In 1870, Victor Guérin noted between seven hundred and fifty and eight hundred people in the village. Also, "here Guérin observed among the houses a certain number of cut stones of apparent
antiquity. Many of the houses are in a ruinous condition, others are completely destroyed. On the north-west side of the hill he found a great well, into which one descends by fifteen steps, now fallen to pieces. It gives a supply of water which never fails. The place is probably the old Gitta mentioned by Justin Martyr and Eusebius as the birthplace of Simon the Magician."

In 1870/1871 (1288 AH), an Ottoman census listed the village in the nahiya (sub-district) of Jamma'in al-Thani, subordinate to Nablus.

In 1882, the PEF's Survey of Western Palestine (SWP) described Kuryet Jit as: "A well-built stone village with a high house in it, standing on a knoll by the main road, surrounded with olives; it has a well to the west; the inhabitants are remarkable for their courtesy, this part of the country and all the district west of it being little visited by tourists."

===British Mandate era===
In the 1922 census of Palestine conducted by the British Mandate authorities, Qariyet Jit had a population of 285 Muslims, increasing in the 1931 census to 289 Muslims, in 70 houses.

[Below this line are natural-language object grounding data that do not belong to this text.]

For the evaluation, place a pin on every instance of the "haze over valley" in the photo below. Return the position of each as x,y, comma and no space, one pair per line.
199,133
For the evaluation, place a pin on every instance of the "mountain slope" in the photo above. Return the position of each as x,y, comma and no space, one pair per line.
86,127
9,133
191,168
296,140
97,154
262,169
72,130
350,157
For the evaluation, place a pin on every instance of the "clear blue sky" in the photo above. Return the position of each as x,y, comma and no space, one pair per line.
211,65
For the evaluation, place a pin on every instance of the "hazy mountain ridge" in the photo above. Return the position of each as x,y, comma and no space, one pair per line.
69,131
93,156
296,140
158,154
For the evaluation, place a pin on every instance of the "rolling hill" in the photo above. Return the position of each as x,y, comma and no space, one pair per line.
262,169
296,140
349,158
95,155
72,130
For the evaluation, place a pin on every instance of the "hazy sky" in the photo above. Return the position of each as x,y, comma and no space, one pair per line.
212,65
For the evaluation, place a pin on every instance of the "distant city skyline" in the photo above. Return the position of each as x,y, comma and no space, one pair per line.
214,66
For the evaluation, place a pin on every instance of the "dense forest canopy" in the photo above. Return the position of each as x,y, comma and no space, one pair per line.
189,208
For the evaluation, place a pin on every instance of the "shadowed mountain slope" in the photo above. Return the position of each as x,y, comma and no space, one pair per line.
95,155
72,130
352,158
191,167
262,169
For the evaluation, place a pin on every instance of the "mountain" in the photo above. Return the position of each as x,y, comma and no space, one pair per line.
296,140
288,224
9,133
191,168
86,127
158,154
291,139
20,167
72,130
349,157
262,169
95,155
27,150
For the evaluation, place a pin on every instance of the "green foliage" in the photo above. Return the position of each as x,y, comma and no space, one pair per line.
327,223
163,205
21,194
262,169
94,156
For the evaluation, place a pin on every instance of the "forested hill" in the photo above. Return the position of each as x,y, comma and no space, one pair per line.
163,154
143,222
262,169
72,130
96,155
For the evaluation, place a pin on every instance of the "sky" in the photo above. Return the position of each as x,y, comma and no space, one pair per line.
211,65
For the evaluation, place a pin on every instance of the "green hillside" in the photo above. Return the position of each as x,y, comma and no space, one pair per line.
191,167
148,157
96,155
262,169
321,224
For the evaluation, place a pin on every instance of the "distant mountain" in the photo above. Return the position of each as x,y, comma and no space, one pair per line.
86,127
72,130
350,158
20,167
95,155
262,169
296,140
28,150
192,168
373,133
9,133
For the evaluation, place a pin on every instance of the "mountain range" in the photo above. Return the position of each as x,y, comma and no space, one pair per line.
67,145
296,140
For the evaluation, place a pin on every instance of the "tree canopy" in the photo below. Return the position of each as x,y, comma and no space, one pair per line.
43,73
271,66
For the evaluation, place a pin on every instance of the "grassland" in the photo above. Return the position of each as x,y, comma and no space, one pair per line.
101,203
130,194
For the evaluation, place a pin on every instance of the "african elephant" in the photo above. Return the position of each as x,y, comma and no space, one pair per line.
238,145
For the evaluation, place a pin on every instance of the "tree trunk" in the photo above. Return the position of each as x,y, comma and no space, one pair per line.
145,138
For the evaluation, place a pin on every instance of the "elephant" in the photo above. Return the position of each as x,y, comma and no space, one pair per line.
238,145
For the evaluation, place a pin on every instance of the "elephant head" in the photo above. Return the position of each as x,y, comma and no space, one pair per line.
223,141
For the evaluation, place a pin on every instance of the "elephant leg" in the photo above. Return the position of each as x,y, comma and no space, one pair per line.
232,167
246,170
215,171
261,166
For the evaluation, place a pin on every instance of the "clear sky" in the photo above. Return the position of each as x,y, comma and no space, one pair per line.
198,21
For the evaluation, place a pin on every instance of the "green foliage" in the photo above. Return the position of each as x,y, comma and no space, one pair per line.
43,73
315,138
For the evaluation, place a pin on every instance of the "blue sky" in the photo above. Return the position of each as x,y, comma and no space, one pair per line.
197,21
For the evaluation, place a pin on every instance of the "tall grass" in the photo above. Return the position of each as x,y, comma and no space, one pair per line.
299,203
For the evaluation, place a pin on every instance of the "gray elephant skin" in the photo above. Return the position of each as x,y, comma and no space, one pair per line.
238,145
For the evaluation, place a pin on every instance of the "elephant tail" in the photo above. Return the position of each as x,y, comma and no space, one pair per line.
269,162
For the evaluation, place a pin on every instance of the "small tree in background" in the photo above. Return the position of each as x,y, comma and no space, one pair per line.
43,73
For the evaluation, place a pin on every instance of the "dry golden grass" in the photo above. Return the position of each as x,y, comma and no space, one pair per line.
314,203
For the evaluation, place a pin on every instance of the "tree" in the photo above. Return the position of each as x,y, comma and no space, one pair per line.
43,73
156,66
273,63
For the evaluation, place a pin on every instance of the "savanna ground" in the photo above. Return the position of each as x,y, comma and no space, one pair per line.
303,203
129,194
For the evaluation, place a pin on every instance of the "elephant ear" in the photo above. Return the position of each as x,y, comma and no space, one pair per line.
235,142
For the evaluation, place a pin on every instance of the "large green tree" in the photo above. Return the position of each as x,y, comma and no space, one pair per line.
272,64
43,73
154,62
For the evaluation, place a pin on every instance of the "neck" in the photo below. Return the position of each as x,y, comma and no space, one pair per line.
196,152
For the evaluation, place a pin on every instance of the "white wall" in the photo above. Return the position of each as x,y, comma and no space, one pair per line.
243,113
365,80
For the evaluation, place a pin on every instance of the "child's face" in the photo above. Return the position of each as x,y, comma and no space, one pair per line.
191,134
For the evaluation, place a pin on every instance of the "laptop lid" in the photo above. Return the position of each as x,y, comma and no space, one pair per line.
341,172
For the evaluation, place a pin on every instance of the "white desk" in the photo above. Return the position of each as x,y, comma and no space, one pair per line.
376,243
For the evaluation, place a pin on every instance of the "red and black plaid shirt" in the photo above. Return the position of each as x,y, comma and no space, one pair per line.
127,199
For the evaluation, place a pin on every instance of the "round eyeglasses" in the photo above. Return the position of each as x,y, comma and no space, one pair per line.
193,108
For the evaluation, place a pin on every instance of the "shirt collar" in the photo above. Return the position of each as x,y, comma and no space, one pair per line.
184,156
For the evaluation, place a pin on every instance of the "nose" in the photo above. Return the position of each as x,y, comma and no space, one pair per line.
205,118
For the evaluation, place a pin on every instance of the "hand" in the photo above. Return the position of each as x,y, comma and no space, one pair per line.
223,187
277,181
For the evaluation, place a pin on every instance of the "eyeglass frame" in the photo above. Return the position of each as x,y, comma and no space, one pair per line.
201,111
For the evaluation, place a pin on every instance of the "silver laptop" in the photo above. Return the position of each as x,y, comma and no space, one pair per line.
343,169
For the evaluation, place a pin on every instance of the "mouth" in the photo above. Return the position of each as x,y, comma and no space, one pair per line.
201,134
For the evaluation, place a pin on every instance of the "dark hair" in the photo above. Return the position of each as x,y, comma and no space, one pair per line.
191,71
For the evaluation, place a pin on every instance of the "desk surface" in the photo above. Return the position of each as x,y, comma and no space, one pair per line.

In the 1945 statistics the population of Jit was 440 (all Muslim), while the total land area was 6,461 dunams, according to an official land and population survey. Of this, 816 were allocated for plantations and irrigable land, 3,915 for cereals, while 61 dunams were classified as built-up (urban) areas.

===Jordanian era===
In the wake of the 1948 Arab–Israeli War, and after the 1949 Armistice Agreements, Jit came under Jordanian rule. It was annexed by Jordan in 1950.

The Jordanian census of 1961 found 660 inhabitants.

===Post-1967===
Since the Six-Day War in 1967, Jit has been under Israeli occupation.

After the 1995 accords, 14% of village land was classified as Area B, the remaining 86% as Area C. Israel has confiscated village land for the Israeli settlements of Giv'at HaMerkaziz and Mitzpe Yishai, both part of the Kedumim settlement. According to the Israeli plans of 2013, 1,150 dunums (18.1% of the village's total area) will be isolated from the village behind the Israeli barrier wall.

Reports have been made about Israeli settlers from Kedumim stealing the olive harvest from the farmers of Jit.

==== 2024 pogrom ====
On 15 August 2024, towards dusk, a group of dozens of masked Israeli settlers, armed with Kalashnikovs, M16s, and stones attacked the village. Local Palestinian estimates put the figure of rampaging settlers at over 100. A call from the local mosque asked youths to rally and defend the village. The settlers fired guns, threw rocks, and hurled Molotov cocktails at civilians, and torched the villagers' houses and cars. One Palestinian civilian who responded to the call to defend the village, Rasheed Seda (23), was killed when a settler shot him in the chest, and another was critically wounded. The IDF stated that it had arrived within a half an hour and had removed Israeli citizens from Jit after firing shots in the air. According to the Palestinians, the IDF had shown up an hour after the rampage began. The IDF detained one Israeli - later released as uninvolved in the attack - for interference. Overall, four homes and six private vehicles were torched. Local eyewitnesses stated that the attackers came from the settlement of Eli. The attack was one of 1,250 on Palestinians conducted by Israeli settlers Palestinians since 7 October 2023, according to OCHA.

The attack was condemned by Israeli Prime Minister Benjamin Netanyahu and Israeli President Isaac Herzog described it a "pogrom". A US National Security Council spokesperson stated, "Attacks by violent settlers against Palestinian civilians in the West Bank are unacceptable and must stop". The UN human rights office called the killing "horrific" and stated it "was not an isolated attack".

== Demography ==
During the Ottoman and British Mandate period, some of Jit's residents relocated to the villages of Shuweika, Qaqun, Bal'a, Anabta, Umm al-Fahm and Zeita.